If there is a god of ludicrous ideas that later seem inspired, he must have smiled on Brian Thompson one night four years ago. A comedy writer living in Los Angeles, Thompson had been bingeing on true crime podcasts when he decided to create a show that would plumb the stupidest, least consequential mystery he could imagine.
For reasons he can't fully explain, he came up with: Whatever happened to pizza at McDonald's?
Maybe you are too young to remember. Perhaps you forgot. Or there's a chance you've blocked it. But the home of the Big Mac began selling pizza in the mid-1980s.
McDonald's gave up a few years later.
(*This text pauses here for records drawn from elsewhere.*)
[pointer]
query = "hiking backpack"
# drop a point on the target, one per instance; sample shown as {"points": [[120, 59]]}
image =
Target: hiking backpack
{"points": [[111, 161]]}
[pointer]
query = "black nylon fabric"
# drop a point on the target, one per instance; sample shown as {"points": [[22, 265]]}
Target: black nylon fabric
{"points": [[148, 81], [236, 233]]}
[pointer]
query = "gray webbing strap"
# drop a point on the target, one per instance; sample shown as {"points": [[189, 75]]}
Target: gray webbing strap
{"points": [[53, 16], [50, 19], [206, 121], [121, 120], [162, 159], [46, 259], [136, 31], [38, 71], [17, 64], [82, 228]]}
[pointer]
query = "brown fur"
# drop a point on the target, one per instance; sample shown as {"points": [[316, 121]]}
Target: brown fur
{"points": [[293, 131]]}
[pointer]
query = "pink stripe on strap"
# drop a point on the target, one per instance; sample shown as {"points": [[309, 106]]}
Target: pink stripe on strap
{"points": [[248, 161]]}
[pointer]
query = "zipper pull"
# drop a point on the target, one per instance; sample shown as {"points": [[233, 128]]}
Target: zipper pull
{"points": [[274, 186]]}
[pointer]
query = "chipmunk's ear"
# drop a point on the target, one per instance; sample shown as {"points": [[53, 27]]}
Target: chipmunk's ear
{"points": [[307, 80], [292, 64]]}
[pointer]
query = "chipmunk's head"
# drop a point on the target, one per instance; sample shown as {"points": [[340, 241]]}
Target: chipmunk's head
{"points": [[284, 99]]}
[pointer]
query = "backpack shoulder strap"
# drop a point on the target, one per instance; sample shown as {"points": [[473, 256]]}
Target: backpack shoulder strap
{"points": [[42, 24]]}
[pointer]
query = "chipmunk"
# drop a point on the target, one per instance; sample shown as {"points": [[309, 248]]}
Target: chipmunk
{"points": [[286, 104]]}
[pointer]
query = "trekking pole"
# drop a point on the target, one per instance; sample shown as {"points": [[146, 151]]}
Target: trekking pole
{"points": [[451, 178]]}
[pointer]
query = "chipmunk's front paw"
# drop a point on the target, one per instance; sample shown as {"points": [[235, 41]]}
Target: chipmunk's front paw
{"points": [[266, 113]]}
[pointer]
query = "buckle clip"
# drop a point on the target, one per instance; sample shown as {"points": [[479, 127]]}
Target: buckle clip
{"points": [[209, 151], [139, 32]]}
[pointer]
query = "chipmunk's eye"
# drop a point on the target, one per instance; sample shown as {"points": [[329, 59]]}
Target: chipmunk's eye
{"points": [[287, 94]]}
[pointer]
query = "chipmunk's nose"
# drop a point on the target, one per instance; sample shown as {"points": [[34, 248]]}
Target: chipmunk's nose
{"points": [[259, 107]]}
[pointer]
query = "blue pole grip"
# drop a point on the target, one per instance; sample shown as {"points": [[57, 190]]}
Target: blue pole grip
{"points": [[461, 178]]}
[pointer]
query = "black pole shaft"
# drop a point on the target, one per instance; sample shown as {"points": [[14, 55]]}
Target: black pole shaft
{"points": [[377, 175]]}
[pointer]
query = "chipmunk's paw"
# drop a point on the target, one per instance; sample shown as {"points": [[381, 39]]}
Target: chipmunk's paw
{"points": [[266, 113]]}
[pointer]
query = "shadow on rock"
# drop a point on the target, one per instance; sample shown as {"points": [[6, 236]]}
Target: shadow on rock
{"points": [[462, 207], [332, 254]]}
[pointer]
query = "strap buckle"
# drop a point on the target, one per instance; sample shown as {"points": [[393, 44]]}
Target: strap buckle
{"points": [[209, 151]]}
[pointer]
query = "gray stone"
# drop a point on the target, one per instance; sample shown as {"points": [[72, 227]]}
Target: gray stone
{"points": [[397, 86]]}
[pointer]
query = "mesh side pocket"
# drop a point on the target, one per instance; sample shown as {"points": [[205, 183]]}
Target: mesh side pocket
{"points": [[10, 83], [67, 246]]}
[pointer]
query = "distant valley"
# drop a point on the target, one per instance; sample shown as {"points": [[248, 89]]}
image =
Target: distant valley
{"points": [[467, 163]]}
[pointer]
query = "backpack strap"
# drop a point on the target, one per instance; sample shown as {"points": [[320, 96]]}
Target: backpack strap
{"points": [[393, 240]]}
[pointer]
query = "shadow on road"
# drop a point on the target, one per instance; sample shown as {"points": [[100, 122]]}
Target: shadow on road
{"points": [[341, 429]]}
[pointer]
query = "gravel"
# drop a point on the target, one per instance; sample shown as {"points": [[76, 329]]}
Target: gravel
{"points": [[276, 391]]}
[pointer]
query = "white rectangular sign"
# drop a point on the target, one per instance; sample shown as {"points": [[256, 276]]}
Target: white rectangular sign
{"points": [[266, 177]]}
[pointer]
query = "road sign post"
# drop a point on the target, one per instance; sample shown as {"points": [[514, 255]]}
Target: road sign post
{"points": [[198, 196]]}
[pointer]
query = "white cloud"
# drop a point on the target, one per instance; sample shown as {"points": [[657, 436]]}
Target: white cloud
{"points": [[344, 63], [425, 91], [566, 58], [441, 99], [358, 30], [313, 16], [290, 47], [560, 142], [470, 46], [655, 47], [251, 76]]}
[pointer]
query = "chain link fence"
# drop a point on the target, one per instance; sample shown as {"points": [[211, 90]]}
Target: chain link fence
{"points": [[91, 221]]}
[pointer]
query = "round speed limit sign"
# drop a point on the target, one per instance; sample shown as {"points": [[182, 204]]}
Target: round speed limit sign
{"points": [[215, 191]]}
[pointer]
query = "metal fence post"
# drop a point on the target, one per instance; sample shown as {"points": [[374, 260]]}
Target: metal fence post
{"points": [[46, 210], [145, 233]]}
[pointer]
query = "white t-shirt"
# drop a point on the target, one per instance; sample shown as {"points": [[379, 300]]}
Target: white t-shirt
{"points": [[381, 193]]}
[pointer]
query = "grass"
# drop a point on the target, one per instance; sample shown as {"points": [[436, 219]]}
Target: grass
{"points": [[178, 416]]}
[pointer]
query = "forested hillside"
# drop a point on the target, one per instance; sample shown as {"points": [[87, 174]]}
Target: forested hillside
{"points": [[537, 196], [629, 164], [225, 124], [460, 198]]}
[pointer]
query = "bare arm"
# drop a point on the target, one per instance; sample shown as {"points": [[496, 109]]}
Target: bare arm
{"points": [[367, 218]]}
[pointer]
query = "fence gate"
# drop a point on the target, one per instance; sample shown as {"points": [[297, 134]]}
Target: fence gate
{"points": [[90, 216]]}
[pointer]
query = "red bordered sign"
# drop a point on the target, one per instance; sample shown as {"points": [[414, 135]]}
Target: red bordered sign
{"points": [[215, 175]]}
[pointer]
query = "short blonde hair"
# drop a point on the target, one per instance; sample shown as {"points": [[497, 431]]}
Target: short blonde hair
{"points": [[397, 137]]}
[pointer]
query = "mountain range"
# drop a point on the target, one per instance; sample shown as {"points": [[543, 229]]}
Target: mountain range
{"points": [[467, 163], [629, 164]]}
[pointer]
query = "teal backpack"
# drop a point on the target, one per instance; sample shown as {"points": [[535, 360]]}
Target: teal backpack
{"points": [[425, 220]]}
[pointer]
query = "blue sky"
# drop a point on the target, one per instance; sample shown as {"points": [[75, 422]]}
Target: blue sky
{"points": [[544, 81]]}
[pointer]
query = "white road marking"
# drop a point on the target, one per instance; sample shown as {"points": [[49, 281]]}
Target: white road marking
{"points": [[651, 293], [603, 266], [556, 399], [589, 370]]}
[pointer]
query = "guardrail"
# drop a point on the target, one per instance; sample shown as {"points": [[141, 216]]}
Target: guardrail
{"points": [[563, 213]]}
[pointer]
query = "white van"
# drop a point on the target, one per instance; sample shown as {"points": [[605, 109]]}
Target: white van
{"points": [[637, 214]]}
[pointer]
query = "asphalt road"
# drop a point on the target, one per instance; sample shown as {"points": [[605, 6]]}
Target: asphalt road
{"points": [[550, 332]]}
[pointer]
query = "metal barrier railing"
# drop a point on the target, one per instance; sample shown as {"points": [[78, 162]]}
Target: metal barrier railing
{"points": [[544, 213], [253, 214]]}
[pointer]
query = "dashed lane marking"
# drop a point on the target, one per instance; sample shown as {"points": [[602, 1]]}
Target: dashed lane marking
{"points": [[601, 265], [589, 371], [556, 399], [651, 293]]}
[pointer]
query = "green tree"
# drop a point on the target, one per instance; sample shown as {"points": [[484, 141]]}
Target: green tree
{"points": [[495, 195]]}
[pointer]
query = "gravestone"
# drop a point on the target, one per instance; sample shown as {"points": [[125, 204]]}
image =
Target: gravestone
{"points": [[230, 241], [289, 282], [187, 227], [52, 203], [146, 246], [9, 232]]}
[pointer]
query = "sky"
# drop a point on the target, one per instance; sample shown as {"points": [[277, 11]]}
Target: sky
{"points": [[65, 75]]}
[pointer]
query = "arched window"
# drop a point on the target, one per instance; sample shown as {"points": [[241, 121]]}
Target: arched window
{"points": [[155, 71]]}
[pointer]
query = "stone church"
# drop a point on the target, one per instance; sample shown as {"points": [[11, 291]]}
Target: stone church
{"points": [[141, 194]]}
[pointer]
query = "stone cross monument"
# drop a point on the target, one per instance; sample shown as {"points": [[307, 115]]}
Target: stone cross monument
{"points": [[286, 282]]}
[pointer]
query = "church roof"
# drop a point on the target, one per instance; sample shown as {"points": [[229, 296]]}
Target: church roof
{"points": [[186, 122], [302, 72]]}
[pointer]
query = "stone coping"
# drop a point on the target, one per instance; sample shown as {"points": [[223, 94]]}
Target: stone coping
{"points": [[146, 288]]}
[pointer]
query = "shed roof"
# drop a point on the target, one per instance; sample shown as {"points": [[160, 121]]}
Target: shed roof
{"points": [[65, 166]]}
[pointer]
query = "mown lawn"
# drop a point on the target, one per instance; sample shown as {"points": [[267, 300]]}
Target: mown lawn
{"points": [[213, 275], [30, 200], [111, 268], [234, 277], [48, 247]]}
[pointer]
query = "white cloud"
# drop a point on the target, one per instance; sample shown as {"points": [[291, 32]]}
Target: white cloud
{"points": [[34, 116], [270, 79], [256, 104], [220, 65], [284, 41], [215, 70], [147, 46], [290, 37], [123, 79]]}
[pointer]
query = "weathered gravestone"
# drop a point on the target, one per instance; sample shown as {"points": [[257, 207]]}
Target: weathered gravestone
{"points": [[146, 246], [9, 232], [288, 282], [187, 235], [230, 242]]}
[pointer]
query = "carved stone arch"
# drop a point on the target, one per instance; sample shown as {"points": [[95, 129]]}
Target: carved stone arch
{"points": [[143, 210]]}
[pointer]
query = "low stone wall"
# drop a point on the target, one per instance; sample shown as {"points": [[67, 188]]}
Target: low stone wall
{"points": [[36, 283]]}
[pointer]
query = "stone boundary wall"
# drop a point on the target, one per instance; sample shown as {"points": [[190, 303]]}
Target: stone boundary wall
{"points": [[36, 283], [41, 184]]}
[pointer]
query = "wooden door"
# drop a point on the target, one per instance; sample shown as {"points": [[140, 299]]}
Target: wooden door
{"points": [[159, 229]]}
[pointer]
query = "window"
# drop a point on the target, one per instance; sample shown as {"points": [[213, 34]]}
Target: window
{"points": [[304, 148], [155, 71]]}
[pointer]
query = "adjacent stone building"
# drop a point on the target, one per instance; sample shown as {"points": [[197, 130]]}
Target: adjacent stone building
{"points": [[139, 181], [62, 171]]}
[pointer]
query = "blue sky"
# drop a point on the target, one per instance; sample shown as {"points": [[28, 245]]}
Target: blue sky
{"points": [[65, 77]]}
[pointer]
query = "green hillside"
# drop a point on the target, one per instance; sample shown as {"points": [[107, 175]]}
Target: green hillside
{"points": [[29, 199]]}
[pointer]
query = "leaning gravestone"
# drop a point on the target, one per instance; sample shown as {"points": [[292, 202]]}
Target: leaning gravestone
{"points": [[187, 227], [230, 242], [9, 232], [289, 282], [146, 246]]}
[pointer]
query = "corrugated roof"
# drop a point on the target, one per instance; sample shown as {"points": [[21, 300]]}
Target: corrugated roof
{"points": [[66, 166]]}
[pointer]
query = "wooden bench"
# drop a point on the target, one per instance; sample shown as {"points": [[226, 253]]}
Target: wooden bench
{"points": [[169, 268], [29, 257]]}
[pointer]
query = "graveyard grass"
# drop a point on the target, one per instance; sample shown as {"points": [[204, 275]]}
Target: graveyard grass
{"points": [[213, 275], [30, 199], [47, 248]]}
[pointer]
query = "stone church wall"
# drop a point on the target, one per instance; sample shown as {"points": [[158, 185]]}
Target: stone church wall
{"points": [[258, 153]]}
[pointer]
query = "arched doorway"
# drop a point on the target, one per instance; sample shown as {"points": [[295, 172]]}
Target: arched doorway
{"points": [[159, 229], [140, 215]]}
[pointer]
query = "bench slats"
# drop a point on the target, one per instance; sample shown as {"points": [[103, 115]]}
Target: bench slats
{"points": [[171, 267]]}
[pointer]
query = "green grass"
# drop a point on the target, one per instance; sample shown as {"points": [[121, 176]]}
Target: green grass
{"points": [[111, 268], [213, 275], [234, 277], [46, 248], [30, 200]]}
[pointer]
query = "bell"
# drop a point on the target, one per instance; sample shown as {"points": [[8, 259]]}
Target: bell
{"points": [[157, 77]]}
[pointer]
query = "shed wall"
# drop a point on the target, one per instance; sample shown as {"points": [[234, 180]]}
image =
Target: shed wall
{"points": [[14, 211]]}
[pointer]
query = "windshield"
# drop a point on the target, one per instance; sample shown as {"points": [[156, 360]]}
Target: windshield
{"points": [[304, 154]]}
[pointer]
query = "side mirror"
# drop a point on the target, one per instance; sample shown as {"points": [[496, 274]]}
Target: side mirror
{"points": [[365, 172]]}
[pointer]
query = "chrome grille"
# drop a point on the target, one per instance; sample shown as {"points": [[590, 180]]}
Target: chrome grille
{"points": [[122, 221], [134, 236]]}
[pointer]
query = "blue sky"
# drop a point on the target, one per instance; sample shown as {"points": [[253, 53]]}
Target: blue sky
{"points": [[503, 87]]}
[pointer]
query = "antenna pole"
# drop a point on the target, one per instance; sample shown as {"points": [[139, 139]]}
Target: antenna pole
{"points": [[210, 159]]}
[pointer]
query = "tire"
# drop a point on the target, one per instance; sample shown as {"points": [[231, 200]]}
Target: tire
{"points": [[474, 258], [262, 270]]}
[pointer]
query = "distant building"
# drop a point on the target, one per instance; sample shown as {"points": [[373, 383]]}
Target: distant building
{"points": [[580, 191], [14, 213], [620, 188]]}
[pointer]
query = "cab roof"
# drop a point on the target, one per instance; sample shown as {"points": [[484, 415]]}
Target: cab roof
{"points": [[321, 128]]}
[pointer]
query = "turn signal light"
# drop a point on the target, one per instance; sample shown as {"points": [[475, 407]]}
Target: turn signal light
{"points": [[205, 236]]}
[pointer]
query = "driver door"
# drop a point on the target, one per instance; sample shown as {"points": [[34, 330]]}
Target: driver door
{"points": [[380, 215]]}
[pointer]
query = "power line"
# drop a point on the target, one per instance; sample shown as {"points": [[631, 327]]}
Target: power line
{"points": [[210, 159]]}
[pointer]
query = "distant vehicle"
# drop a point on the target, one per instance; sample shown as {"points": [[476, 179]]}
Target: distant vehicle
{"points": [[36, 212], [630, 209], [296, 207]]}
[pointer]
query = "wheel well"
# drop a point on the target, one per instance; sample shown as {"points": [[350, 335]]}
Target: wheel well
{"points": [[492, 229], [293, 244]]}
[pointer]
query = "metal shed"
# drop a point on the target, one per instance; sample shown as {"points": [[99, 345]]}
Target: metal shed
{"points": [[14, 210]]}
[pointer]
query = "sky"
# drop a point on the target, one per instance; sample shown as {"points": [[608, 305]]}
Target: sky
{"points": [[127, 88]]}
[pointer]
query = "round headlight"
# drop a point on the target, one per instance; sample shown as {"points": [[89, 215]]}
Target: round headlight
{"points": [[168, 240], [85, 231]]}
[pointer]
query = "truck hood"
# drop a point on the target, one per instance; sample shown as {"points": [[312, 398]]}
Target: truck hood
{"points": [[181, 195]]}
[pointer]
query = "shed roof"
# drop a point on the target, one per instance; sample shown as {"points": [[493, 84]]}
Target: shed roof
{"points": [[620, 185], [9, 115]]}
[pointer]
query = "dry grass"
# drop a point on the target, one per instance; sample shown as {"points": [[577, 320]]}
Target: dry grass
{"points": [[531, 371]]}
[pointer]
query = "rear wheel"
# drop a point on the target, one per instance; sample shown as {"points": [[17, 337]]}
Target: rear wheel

Nobody lamented the passing of McPizza, and nobody was urging its return. Which, to Thompson in the fall of 2016, made the topic all the more appealing.
"I knew there were a lot of McDonald's that are open 24 hours, so I could call one of them right then," he said. He called two. At the first, an employee hung up. But at the second, a manager was sincerely stumped. "Sorry about that," he said, politely. "Have a good night."
By 3 a.m., Thompson had edited the calls and added some narration. Then he uploaded Episode 1 of the "Whatever Happened to Pizza at McDonald's?" podcast to iTunes. That was 177 episodes ago.
More than just a joke
What started as a lark meant to amuse himself has evolved into something far richer — a deadpan satire about podcasts, the business of podcasting and the quirks of investigative journalism.
"Whatever" has a core audience of about 30,000 listeners. It has spun off an online version of a board game and a self-published book ("How to Be an Investigative Journalist"), and Thompson has shot a TV pilot episode that his manager is shopping around Hollywood.